I came across Storm while I was trying to find ideas to work on for my final year engineering project. Storm, is basically a real-time distributed system which doesn’t store data for processing it. It processes data on the go. Flowing data(real-time data) is caught with the help of a component called spout and processed through a chain of bolts. Spout and bolts are terms native to the world of Storm. Spout is basically a logical component to fetch data and bolt is the component that works on that data.
As the title mentions state, those acquainted with the concept of Distributed System would know what it means :-) Anyways, Storm doesn’t maintain state and rightly so ! As it is a real-time distributed system which is meant for on the fly processing, storing state would slow down the execution of tasks as it creates another overhead (i.e storing state) for the system.
So, as a result if a task fails in-between, Storm starts it from the scratch and does not resume it from where it stopped. Now consider a task which has just started and there’s some failure, it is not a big deal to restart the task as it had just started so much work wasn’t done.
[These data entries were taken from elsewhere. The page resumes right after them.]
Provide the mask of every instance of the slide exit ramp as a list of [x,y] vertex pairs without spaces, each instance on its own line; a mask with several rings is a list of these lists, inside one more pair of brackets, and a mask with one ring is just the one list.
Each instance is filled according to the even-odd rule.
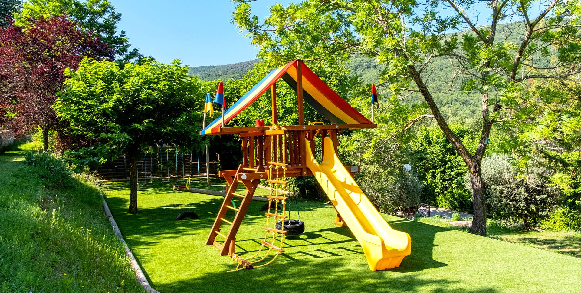
[[317,162],[305,142],[307,167],[313,171],[331,203],[359,241],[371,270],[399,266],[411,252],[411,239],[386,223],[339,160],[333,141],[324,140],[323,160]]

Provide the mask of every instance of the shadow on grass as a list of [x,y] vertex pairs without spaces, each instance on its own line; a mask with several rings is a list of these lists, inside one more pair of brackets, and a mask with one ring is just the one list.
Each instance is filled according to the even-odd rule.
[[[312,257],[312,260],[292,263],[275,262],[267,267],[252,270],[206,273],[187,280],[160,284],[159,288],[166,292],[497,292],[492,287],[467,288],[469,284],[460,278],[436,279],[425,277],[419,273],[394,275],[384,271],[365,271],[361,267],[347,265],[339,258],[328,258],[322,263],[319,259],[322,256],[313,255]],[[367,270],[367,267],[364,269]]]

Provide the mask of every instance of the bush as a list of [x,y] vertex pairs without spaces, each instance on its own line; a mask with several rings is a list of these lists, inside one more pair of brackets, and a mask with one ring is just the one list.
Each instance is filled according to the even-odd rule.
[[410,172],[394,171],[378,165],[361,166],[360,185],[382,212],[403,211],[419,202],[422,184]]
[[551,217],[541,224],[543,229],[581,231],[581,211],[565,208],[551,213]]
[[495,220],[519,219],[529,229],[549,217],[561,192],[550,185],[550,170],[529,167],[522,171],[525,174],[510,164],[508,156],[493,155],[482,161],[489,216]]
[[49,152],[28,151],[24,153],[25,164],[37,167],[47,184],[57,186],[73,173],[66,163]]
[[[473,141],[471,128],[451,124],[463,141]],[[468,169],[452,145],[437,126],[422,127],[412,145],[411,161],[415,161],[418,178],[424,185],[421,199],[430,205],[472,212],[471,187],[464,184]]]
[[460,221],[460,213],[454,213],[452,214],[452,220],[453,221]]

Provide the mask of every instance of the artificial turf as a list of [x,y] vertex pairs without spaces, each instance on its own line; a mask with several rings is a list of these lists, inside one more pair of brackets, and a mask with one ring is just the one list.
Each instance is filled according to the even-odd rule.
[[[221,190],[220,184],[209,189]],[[306,232],[285,238],[285,253],[275,262],[227,273],[235,263],[205,245],[223,198],[153,184],[140,187],[139,213],[131,215],[127,213],[128,186],[106,184],[107,202],[152,286],[162,293],[561,292],[581,288],[580,259],[388,215],[384,217],[390,225],[411,237],[411,255],[399,267],[372,271],[349,228],[333,224],[332,206],[314,201],[298,203]],[[263,204],[252,202],[236,236],[236,251],[242,255],[254,254],[264,238]],[[291,205],[294,210],[295,202]],[[200,219],[175,220],[187,210]]]

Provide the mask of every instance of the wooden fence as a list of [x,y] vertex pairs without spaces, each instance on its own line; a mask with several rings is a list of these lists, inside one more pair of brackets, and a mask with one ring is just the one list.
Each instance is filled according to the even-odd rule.
[[[210,177],[218,176],[218,156],[210,153]],[[160,149],[154,153],[142,153],[137,162],[139,181],[153,178],[205,177],[206,153],[182,152],[171,149]],[[101,181],[129,180],[129,162],[125,156],[91,169]]]

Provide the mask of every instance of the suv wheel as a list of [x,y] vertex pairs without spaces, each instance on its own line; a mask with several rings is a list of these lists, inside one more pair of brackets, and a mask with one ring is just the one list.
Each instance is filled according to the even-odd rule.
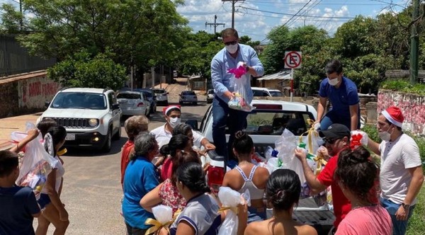
[[118,140],[118,139],[120,139],[120,138],[121,138],[121,125],[120,125],[118,127],[118,131],[115,133],[115,134],[113,135],[113,137],[112,137],[112,139]]
[[103,144],[103,147],[102,147],[102,150],[108,153],[110,151],[110,147],[112,146],[112,130],[110,128],[108,130],[108,134],[106,134],[106,141],[105,141],[105,144]]

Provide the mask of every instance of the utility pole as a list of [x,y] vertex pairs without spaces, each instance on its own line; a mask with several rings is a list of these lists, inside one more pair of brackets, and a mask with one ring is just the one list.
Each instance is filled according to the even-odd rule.
[[214,34],[215,34],[215,33],[217,33],[217,26],[218,25],[223,25],[223,27],[225,27],[225,23],[217,23],[217,15],[214,15],[214,23],[208,23],[208,22],[205,22],[205,28],[207,28],[207,25],[212,25],[214,26]]
[[237,1],[244,1],[244,0],[222,0],[222,1],[232,2],[232,28],[234,28],[234,4]]
[[[412,21],[417,21],[419,17],[419,0],[413,0]],[[418,82],[418,52],[419,50],[419,35],[417,32],[417,22],[412,24],[410,35],[410,84]]]

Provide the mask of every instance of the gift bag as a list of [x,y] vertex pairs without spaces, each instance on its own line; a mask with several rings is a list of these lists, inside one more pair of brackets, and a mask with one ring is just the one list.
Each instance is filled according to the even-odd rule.
[[229,108],[245,112],[251,112],[255,108],[251,106],[251,104],[247,101],[247,91],[245,91],[245,85],[249,84],[249,77],[245,74],[246,70],[243,67],[243,62],[239,62],[237,67],[230,69],[227,71],[228,73],[232,74],[230,79],[230,86],[233,86],[234,96],[229,101],[227,105]]
[[169,231],[169,226],[174,222],[173,210],[169,206],[159,205],[152,207],[152,214],[155,219],[149,218],[144,222],[144,224],[152,225],[146,231],[144,234],[152,234],[159,231],[162,228],[164,228]]
[[275,149],[278,151],[278,157],[282,161],[281,168],[291,169],[298,175],[301,183],[305,182],[301,161],[295,157],[294,151],[297,147],[296,137],[285,129],[280,137],[275,142]]
[[[27,136],[26,133],[13,132],[11,139],[20,142]],[[28,186],[37,199],[47,180],[47,175],[55,167],[57,160],[51,156],[40,142],[40,138],[35,138],[26,146],[26,152],[19,169],[19,176],[16,185]]]
[[[236,235],[239,224],[237,207],[243,202],[241,194],[229,187],[220,187],[218,191],[218,198],[222,202],[222,207],[220,211],[229,210],[229,212],[226,214],[226,218],[222,223],[217,234]],[[248,201],[249,201],[249,199],[247,200]]]

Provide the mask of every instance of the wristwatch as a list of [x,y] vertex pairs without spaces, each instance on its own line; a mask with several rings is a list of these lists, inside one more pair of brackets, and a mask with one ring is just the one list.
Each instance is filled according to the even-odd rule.
[[408,210],[409,209],[410,209],[410,205],[404,204],[404,202],[402,203],[402,207],[403,207],[403,208],[404,208],[404,210]]

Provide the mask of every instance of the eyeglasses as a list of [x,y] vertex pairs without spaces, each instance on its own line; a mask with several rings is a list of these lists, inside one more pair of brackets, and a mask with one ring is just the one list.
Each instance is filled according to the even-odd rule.
[[235,45],[237,43],[237,40],[234,40],[234,41],[232,41],[232,42],[225,42],[225,45],[227,45],[227,46],[228,46],[228,45]]
[[328,139],[328,138],[323,138],[323,141],[324,141],[324,143],[328,143],[329,144],[334,144],[335,143],[335,142],[338,139],[340,139],[341,138],[336,138],[336,139]]

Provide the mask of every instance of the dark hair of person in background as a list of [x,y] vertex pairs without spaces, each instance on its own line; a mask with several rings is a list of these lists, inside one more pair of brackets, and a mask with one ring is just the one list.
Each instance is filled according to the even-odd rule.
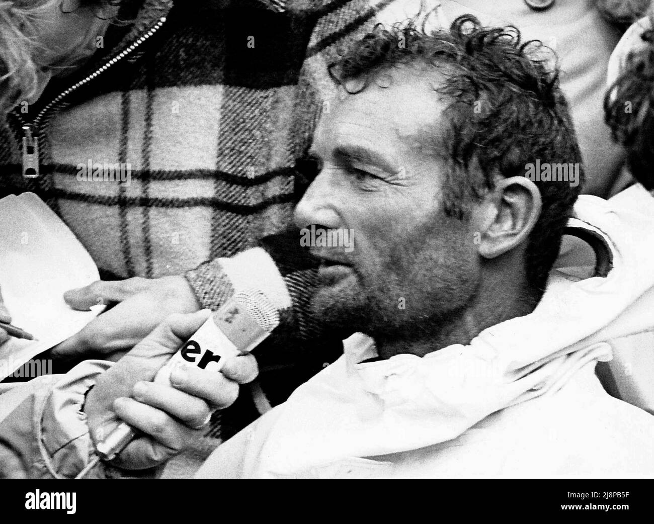
[[604,97],[604,118],[627,150],[627,167],[645,189],[654,189],[654,30],[641,35],[644,48],[627,55]]

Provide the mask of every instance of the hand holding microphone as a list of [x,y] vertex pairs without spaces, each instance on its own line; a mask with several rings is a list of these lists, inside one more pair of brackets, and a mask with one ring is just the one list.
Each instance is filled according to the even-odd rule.
[[[237,382],[256,376],[254,357],[235,355],[249,352],[274,329],[279,323],[276,308],[260,292],[250,291],[235,296],[208,319],[207,312],[173,316],[99,377],[84,411],[101,456],[111,459],[124,448],[114,463],[135,469],[170,458],[199,436],[201,431],[192,428],[212,409],[235,399]],[[179,374],[182,362],[187,380],[171,388],[169,381]],[[144,382],[156,375],[156,382]],[[122,398],[114,402],[117,397]],[[107,425],[100,415],[109,410],[127,424]],[[136,433],[130,426],[150,436],[132,441]]]

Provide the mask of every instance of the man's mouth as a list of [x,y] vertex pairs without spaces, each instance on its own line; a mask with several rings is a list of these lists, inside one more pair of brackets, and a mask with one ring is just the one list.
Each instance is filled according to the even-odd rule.
[[352,264],[347,259],[339,255],[340,254],[338,255],[331,253],[328,254],[324,250],[318,251],[317,250],[312,250],[311,253],[313,257],[320,261],[320,267],[332,267],[334,266],[352,267]]

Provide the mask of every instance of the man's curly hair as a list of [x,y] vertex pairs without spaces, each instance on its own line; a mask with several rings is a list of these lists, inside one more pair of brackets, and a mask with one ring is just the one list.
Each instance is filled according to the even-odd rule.
[[[449,129],[435,152],[449,163],[445,212],[465,220],[470,204],[494,187],[496,177],[525,176],[526,165],[576,163],[581,157],[568,105],[559,88],[553,52],[538,41],[523,42],[515,27],[483,27],[472,15],[449,29],[428,33],[415,20],[387,29],[377,25],[330,67],[346,90],[361,90],[400,64],[434,68],[432,83],[446,95]],[[406,69],[411,74],[410,68]],[[434,116],[435,122],[438,116]],[[434,140],[438,140],[434,137]],[[442,139],[441,139],[442,140]],[[444,153],[440,152],[444,151]],[[536,182],[542,212],[526,251],[527,279],[542,293],[581,184]]]
[[61,0],[0,0],[0,111],[9,110],[37,91],[43,65],[39,60],[43,48],[39,35],[49,22],[49,9],[55,5],[63,12],[92,9],[97,18],[107,20],[105,12],[116,9],[123,1],[78,0],[71,3],[70,11],[63,11]]
[[620,76],[604,97],[604,118],[613,139],[627,150],[631,174],[654,189],[654,30],[641,35],[647,45],[627,56]]

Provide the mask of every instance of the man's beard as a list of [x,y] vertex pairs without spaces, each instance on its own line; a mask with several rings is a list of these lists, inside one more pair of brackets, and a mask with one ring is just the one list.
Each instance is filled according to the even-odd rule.
[[311,302],[318,319],[343,338],[357,331],[377,340],[436,336],[471,303],[478,275],[458,250],[447,261],[424,243],[416,251],[390,254],[384,267],[353,268],[336,283],[321,282]]

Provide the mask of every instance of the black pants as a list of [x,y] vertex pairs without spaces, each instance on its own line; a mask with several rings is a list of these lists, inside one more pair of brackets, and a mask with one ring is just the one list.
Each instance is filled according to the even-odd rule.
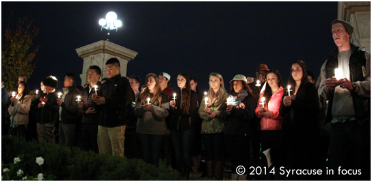
[[224,161],[224,133],[202,134],[206,160]]
[[[243,166],[245,169],[249,169],[250,164],[250,138],[248,135],[225,137],[226,146],[228,157],[231,160],[231,172],[237,174],[237,167]],[[248,173],[245,170],[244,174]]]

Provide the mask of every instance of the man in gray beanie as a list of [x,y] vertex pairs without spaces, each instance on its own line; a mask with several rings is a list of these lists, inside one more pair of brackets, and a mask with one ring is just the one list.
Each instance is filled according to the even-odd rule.
[[332,21],[332,33],[337,48],[321,66],[318,90],[321,99],[328,101],[324,125],[330,126],[331,180],[369,181],[371,55],[350,42],[349,23]]

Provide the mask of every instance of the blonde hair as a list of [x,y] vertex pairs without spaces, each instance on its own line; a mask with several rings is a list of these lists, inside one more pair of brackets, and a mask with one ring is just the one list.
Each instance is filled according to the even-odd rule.
[[[222,96],[224,96],[223,92],[227,92],[225,90],[225,84],[224,83],[224,78],[222,77],[222,75],[221,74],[212,72],[211,75],[209,75],[209,80],[211,80],[211,78],[212,76],[217,77],[220,78],[220,81],[221,83],[220,84],[220,93],[217,98],[215,98],[213,102],[211,103],[211,105],[217,106],[220,105],[222,103]],[[208,97],[211,99],[213,98],[214,95],[213,89],[211,88],[211,85],[209,85],[209,90],[208,90],[207,93]]]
Athough, if the task fails at the midpoint of its execution or just when it was about to finish then the cost incurred in re-doing the task could prove to be costlier than the overhead of storing state.
So, we(me and my group-mates) thought we could improve the situation if we have some information, which we can use to resume a task from the point it stopped,stored. In other words, we thought of storing the state of the system or rather the processing units of the system namely bolts. This idea of stateful bolts was already proposed in the issues list in Storm’s github page. Although, there was not much work done in that area because saving state of a real-time distributed system was not very appealing ;-)
Anyways, we decided to go ahead with this idea and pursued it as our final year project. We used two other technologies Kafka which was used at the spout end and Redis as the database to store the state. Using an in-memory database was necessary as we needed fast retrieval in case of failures. More about Kafka and Redis can be read on their respective websites.
We wrote our own client for making storm talk to kafka using the kafka apis. Although, there already exists a library for kafka-storm interaction. But we preferred to use our own. We used redis’s jedis api for saving state using storm. We needed to divide the data we receive into batches so that we can commit the batches and not every single data packet(or tuple). The batch size can be defined by the developer so one batch could have several no of tuples or even a single tuple. To facilitate this feature we used transactional topologies which storm provides. Transactional topologies have now been replaced by trident topologies. Transactional topologies uses the concept of ACID properties. In a transactional topology, tasks can be run parallely but commit happens serially. Here, commit refers to completion of a task and sending a signal of its completion to the parent spout. Commit is generally handled by a separate bolt called an ICommiter bolt. We don’t need to go into much detail though. We also use this bolt to store the state.
We wrote two topologies, one with stateful-ness and the other as stateless. We made them fail at equal rate and we observed the rate of processing data in both cases. We found that our method was faster compared to the de-facto method of processing data without saving states. Thus, we got what we expected from our project. We were able to provide some improvement in storm’s performance in case of failures.
We learned a lot while doing this project and also got some awards :-). It feels good when your work is appreciated.
** And we lived happily ever after !**